Inline BINARY makes Spark carry image bytes through a metadata-only update. Blob V2 lets Spark carry a reference and materialize bytes only on write.

The MERGE stays just as simple; all that changes is the payload Spark carries.

SQL that benefits

INSERT and CTAS

The simplest case is copying a Blob V2 column from one Lance table to another:

INSERT INTO lance.db.products_archive
SELECT id, category, label, image
FROM lance.db.products
WHERE category = 'seasonal';

With inline BINARY, image is the bytes. With Blob V2 reference passthrough, image is a reference until the archive table is written. The job still creates real blob values in the target table; Spark just does not have to shuffle the payloads.

Joins that keep blobs as references

If product metadata comes from one table and images from another, Spark can join on ordinary columns while the image column remains a reference:

INSERT INTO lance.db.training_examples
SELECT p.id, p.category, i.image
FROM lance.db.product_metadata p
JOIN lance.db.product_images i
  ON p.id = i.id
WHERE p.split = 'train';

One-to-many joins work too.
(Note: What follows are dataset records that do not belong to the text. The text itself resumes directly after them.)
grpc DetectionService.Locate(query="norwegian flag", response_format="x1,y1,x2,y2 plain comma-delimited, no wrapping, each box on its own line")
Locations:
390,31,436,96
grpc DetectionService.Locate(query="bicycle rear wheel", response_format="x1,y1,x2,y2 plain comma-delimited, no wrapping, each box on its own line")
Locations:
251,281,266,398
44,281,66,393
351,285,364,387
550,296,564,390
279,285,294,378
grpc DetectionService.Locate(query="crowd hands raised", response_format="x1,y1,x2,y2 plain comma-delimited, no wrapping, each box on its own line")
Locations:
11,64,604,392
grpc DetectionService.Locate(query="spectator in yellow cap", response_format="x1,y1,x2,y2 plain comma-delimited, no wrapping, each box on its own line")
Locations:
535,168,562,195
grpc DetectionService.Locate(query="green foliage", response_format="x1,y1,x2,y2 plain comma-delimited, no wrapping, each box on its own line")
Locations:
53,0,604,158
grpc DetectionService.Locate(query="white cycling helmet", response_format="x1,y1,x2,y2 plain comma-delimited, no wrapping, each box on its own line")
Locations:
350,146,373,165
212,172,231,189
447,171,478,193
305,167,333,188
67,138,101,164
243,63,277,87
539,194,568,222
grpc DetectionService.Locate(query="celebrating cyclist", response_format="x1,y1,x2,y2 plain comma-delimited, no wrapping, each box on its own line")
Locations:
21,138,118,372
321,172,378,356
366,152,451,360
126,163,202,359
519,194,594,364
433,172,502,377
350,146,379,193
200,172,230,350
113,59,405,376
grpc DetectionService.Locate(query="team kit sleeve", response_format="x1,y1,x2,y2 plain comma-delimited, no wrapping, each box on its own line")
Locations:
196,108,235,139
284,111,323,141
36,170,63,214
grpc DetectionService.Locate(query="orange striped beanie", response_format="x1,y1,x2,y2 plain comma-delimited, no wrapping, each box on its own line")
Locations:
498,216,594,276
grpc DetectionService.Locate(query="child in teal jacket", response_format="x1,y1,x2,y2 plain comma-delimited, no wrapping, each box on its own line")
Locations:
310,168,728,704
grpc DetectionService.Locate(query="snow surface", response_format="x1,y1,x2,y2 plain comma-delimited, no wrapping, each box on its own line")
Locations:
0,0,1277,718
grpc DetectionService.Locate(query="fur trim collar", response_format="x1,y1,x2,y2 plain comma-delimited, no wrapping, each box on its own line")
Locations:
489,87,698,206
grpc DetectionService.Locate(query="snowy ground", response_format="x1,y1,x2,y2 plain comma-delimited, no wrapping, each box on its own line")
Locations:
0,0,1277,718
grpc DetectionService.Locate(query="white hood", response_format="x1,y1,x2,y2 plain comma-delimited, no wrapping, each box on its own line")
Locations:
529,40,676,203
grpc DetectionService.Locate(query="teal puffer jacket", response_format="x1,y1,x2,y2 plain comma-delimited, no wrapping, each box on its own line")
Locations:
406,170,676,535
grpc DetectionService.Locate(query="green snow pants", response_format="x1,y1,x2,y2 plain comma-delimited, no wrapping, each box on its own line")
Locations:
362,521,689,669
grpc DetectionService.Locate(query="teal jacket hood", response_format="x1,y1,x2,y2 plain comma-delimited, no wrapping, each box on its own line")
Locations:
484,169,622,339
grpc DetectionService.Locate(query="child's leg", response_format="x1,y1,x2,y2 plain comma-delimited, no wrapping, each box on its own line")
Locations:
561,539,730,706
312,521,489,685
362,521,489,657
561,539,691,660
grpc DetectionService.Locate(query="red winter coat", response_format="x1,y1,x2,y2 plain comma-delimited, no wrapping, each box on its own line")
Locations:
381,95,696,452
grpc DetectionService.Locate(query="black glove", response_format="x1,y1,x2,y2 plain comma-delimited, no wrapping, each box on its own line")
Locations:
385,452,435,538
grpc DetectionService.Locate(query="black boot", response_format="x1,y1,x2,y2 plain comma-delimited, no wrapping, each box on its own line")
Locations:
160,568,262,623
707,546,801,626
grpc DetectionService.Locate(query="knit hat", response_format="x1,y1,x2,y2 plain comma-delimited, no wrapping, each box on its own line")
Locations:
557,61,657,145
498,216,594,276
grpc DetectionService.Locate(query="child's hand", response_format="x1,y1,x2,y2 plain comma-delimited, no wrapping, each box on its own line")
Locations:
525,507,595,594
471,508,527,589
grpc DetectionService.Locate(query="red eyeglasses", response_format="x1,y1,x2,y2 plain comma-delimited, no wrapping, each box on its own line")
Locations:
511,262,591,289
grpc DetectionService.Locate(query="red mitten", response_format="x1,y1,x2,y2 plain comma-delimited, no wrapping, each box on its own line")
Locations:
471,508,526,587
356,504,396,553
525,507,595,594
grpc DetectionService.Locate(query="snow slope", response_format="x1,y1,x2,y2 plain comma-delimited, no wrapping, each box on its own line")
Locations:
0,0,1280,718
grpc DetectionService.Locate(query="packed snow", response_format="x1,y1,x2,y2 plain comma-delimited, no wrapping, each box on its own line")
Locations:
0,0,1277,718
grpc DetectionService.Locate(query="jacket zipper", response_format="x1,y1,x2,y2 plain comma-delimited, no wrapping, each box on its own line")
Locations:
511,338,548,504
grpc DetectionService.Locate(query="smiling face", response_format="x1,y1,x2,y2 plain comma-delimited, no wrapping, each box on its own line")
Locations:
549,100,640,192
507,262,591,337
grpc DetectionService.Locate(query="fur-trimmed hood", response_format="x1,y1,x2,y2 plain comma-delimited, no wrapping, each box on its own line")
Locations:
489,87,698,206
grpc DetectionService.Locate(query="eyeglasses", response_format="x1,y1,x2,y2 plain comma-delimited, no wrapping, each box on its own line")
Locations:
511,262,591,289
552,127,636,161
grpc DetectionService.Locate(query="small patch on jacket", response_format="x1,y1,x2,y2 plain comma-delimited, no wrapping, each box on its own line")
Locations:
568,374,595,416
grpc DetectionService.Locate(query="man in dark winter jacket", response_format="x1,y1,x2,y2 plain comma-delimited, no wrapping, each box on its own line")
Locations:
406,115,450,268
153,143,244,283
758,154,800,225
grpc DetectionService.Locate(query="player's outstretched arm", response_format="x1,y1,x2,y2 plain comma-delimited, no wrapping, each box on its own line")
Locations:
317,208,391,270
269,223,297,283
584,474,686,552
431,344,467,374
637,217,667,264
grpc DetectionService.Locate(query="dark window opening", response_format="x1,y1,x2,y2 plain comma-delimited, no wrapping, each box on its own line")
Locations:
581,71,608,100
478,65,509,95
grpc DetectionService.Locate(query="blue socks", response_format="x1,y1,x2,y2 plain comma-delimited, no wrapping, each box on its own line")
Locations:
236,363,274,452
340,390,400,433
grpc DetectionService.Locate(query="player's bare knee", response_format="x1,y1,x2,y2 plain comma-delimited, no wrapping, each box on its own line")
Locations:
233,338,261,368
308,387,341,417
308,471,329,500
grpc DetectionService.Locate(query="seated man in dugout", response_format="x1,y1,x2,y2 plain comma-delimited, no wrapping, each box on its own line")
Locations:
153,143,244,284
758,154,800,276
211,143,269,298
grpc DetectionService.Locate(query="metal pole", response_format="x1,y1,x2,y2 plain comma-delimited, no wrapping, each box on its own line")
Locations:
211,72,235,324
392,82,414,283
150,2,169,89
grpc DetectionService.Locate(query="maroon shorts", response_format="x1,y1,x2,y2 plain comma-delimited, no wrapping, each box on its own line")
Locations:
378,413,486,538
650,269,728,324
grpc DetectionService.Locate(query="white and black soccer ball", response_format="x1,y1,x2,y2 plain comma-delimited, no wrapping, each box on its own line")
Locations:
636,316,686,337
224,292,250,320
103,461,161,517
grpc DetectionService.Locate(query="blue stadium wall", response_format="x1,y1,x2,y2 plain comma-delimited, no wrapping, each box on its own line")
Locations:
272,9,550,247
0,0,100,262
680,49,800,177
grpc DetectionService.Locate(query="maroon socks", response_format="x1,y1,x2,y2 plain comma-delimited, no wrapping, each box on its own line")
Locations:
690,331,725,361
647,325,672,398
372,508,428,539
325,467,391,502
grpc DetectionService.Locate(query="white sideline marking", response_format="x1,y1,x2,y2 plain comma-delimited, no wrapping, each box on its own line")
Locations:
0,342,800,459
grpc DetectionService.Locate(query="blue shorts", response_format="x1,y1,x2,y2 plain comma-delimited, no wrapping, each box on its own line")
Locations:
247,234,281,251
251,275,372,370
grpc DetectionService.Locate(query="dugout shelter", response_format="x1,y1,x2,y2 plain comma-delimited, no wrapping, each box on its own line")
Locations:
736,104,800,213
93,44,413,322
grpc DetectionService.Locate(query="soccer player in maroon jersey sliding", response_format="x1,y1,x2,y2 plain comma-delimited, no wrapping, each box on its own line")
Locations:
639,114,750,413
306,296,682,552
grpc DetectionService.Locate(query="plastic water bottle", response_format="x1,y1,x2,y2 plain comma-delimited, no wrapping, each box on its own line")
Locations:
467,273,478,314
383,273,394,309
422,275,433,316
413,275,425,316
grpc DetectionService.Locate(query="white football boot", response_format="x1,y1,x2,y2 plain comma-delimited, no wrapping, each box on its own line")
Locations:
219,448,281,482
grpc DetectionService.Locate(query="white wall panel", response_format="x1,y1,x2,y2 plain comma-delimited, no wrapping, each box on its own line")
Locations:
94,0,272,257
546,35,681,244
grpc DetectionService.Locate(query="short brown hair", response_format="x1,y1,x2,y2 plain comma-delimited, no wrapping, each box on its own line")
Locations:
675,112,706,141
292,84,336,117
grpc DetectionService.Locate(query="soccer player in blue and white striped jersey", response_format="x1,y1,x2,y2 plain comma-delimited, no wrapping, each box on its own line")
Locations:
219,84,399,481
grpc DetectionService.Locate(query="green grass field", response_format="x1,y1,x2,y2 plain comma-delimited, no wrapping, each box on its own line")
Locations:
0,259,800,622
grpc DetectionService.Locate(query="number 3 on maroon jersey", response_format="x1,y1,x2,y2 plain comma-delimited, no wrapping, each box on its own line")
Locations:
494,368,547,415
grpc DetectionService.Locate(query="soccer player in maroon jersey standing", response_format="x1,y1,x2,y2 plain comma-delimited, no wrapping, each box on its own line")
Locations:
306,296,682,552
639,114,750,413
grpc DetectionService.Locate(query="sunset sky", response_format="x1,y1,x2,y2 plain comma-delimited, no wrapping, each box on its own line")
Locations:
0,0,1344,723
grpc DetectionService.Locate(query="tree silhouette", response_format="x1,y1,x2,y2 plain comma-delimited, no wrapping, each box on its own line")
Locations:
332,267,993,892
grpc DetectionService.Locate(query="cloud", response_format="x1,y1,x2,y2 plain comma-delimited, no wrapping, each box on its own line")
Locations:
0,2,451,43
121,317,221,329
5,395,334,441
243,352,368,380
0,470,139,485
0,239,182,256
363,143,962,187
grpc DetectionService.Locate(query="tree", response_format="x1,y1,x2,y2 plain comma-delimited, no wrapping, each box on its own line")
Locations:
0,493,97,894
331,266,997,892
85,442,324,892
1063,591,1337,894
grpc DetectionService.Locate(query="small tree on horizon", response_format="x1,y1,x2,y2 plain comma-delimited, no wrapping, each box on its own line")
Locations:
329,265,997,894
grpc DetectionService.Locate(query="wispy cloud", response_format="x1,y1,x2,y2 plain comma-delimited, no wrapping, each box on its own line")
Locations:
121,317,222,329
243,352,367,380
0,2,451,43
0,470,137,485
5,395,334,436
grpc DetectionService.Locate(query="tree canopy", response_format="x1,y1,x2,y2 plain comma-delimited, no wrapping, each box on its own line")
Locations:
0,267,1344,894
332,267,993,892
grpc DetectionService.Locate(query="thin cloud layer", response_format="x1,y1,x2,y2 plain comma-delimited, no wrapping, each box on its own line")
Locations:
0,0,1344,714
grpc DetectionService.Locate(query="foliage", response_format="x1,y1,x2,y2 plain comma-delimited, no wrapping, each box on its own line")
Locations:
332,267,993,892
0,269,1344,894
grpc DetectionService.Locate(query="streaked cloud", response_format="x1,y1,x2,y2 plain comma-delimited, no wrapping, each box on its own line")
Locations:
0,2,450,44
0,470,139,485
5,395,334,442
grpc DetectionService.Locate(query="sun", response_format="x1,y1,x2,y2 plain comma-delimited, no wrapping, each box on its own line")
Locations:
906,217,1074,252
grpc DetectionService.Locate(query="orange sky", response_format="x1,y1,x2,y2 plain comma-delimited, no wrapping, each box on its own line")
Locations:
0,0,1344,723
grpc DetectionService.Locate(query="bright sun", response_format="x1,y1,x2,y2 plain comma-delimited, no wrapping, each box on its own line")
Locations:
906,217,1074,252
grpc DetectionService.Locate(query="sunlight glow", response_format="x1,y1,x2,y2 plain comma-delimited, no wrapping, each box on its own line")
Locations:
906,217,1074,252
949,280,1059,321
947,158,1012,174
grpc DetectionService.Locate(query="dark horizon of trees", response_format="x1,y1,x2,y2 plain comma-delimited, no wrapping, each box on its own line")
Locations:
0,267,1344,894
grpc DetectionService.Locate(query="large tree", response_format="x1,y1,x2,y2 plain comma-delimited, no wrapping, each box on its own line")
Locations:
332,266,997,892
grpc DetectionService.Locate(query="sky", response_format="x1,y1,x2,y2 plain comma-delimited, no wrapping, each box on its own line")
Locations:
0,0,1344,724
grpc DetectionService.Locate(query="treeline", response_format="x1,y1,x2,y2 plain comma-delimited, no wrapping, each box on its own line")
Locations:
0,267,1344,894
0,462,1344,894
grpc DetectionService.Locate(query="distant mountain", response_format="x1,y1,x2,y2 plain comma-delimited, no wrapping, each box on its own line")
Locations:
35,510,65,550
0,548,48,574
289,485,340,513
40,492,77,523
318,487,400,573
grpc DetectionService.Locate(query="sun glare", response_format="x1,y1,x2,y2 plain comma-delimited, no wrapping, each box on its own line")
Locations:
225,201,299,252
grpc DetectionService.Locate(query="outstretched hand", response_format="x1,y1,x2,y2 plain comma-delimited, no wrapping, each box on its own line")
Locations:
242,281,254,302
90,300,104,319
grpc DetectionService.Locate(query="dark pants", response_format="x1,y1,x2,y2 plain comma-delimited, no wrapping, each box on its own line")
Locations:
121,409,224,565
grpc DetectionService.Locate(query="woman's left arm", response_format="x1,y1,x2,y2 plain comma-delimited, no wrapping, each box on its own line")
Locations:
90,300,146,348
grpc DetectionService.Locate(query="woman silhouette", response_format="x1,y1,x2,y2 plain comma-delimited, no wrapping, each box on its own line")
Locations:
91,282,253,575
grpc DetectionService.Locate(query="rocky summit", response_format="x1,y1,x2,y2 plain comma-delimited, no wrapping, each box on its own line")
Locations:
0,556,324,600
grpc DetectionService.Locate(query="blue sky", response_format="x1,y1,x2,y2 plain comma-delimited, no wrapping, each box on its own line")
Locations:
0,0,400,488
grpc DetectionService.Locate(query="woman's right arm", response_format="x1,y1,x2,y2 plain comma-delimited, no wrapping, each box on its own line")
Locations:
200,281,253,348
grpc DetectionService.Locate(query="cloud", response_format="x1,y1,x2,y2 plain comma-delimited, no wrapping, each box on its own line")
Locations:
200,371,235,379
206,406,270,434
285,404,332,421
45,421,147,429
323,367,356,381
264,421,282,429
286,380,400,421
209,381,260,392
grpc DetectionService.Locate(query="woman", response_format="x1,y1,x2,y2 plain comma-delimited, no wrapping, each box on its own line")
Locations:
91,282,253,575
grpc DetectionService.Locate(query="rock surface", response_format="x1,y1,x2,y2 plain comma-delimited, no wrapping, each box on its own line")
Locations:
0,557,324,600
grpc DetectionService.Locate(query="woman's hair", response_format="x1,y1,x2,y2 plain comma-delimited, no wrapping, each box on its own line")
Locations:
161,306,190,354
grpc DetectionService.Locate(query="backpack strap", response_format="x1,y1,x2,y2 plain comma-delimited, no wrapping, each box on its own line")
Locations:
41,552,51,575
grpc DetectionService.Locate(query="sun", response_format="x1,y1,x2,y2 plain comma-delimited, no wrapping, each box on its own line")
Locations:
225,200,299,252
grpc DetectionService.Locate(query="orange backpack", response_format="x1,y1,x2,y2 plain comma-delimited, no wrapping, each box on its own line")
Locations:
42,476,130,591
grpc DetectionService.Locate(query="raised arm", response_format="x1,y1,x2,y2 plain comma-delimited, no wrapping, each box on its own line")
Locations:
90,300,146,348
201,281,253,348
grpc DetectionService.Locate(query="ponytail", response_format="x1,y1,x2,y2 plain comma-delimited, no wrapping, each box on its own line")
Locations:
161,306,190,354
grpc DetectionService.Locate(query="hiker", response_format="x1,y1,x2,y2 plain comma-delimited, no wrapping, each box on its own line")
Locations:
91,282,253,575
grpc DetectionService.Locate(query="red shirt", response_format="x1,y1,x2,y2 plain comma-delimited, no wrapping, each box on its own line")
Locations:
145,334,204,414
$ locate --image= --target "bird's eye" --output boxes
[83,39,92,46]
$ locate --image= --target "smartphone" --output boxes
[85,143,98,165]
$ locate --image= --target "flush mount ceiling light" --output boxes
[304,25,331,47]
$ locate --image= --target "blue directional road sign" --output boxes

If one image fans out to several labels or crops, each output row carries its own reference and the writer copies the blob into the rows it writes.

MERGE and UPDATE

Row-level DML is the more important case because it is where inline bytes hurt most. Updating metadata should not require Spark to read and shuffle unchanged images:

MERGE INTO lance.db.products t
USING lance.db.label_fixes s
ON t.id = s.id
WHEN MATCHED THEN UPDATE SET t.label = s.new_label;

UPDATE lance.db.products
SET label = 'archived'
WHERE category = 'seasonal';

For these statements, Spark still rewrites rows under the hood. The connector has to carry the untouched target blob forward so the rewritten row is complete. Blob V2 reference passthrough lets the connector preserve that target image by reference and materialize it during the write.

When the SQL really does replace a blob from a source table, the same mechanism copies from the source:

MERGE INTO lance.db.products t
USING lance.db.corrected_images s
ON t.id = s.id
WHEN MATCHED THEN UPDATE SET t.image = s.image
WHEN NOT MATCHED THEN INSERT (id, category, label, image)
VALUES (s.id, s.category, 'new', s.image);

This is the core behavior behind the new Spark work: INSERT ... SELECT, CTAS, replace-table-as-select, and Spark 3.5+ MERGE and UPDATE can preserve Blob V2 columns without turning descriptors into user-managed path columns or shuffling raw payloads.

Built into Lance Spark

There is no new copy API or per-job layout decision for users. If SQL preserves an existing Blob V2 value, Lance Spark carries source context through the plan and Lance Core materializes bytes on the write path.

That is what makes INSERT ... SELECT, CTAS, joins, MERGE, and UPDATE feel like normal Spark SQL: the connector keeps preserved blob values as references.

If a query turns a descriptor into a new value, Spark keeps descriptor semantics. The detailed support matrix belongs in the Spark Blob V2 docs.

Why this matters

There are two wins. The first is performance: metadata-only and Lance-to-Lance jobs can move small references instead of dragging large binary payloads through scans, shuffles, and row rewrites. The second is ease of use: users do not have to pick layouts, maintain path-column conventions, or remember which jobs must download bytes.

A blob column can stay a column. Lance Core owns the Blob V2 layout at the format layer, and Lance Spark owns the reference path through Spark. The target table still gets real Blob V2 data; bytes materialize on write where the connector and Lance Core have the context to do the right thing.

For multimodal Spark pipelines, this is late materialization in practice: references through the plan, bytes on write.